Un service de taxis collectifs et de taxis bus à la demande

Pour parvenir à ce scénario idéal, un certain nombre de conditions doivent être réunies d’après les résultats de cette simulation, compilés dans le rapport intitulé « Shared Mobility, Innovation for liveable cities ». La première d’entre elles est la création d’une centrale de répartition des demandes de trajets par les voyageurs à partir de leurs smartphones. Ensuite, la création d’une flotte de 6 à 7000 taxis collectifs de 6 places et de 1000 à 1200 taxis-bus de 8 à 16 places.
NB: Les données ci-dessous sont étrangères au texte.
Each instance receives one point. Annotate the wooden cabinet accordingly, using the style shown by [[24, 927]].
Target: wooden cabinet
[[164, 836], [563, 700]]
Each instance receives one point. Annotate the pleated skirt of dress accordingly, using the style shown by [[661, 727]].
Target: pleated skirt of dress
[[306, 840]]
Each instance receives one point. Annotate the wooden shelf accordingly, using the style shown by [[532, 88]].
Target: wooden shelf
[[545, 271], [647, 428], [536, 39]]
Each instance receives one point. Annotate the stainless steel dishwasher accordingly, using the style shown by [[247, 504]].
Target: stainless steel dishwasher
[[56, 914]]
Enfin, les trajets devront répondre à un bon niveau de service : trajets les plus directs possibles et sans correspondance, temps de voyage similaire aux voitures privées pour les taxis collectifs, point de prise en charge à 400 m à pied maximum pour les taxis-bus, un délai de réservation de 30 minutes… Avant ce big bang, la clé de démarrage de ce processus complexe reste l’interdiction progressive de la circulation de voitures particulières.
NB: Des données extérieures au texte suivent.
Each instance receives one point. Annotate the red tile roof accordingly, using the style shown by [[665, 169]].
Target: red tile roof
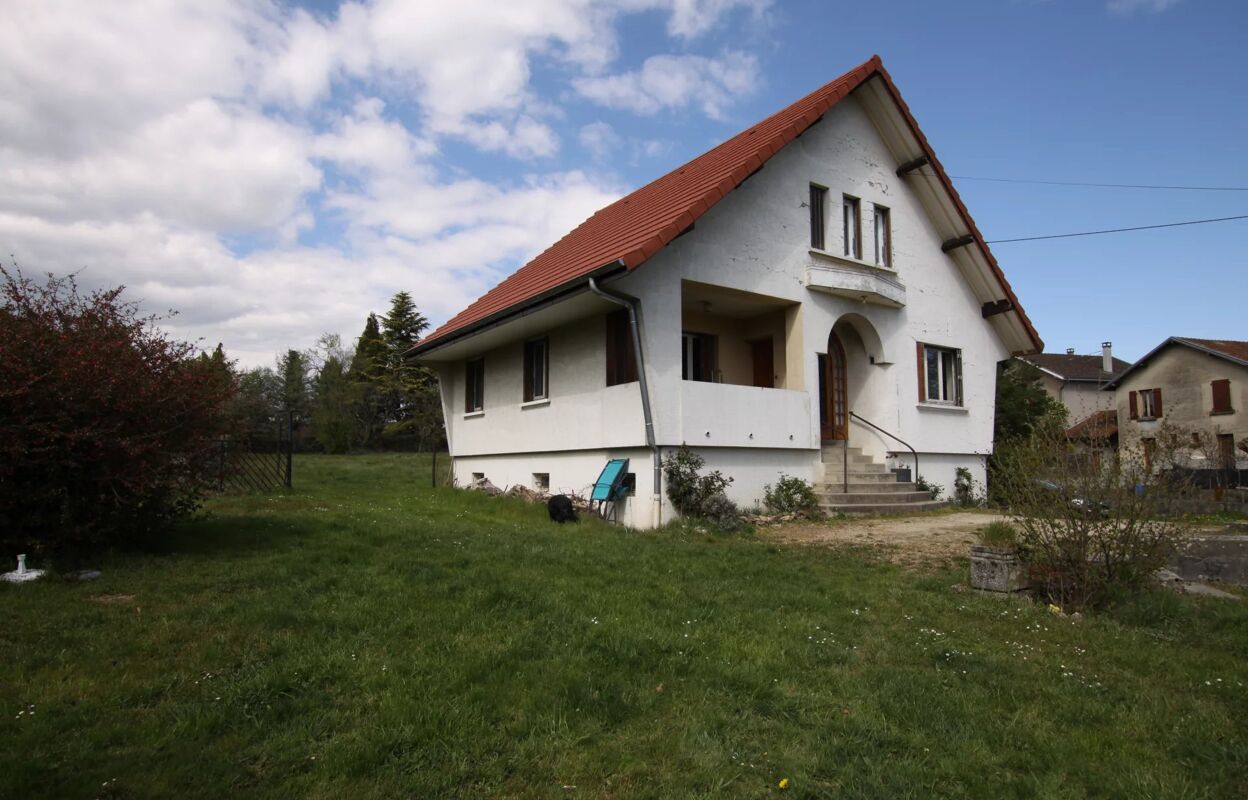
[[635, 227]]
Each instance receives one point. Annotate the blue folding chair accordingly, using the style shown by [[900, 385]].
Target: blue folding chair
[[609, 489]]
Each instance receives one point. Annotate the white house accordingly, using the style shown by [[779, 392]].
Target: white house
[[810, 293]]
Un scénario testé dans 5 nouvelles villes

Ce scénario idéal a été étudié par l’International Transport Forum, un laboratoire d’idées intergouvernemental consacré aux transports, qui regroupe 57 pays, intégré à l’OCDE mais rattaché au conseil des ministres des transports. Pour son secrétaire général, José Viegas, « on ne peut pas résoudre tous les défis actuels liés au développement des villes, les embouteillages, de la pollution et d’une meilleure utilisation des transports publics avec les outils traditionnels ». Et cet ancien consultant et professeurs à l’université de Lisbonne est adepte de solutions techniques disponibles dès aujourd’hui car selon lui, « les voitures électriques et autonomes risquent de toutes façons de créer les mêmes problèmes de saturation des axes de circulation en ville »… Etabli à partir des données de Lisbonne, ce scénario sera prochainement testé dans 5 autres villes dont Helsinki, Dublin et Auckland, en Nouvelle-Zélande.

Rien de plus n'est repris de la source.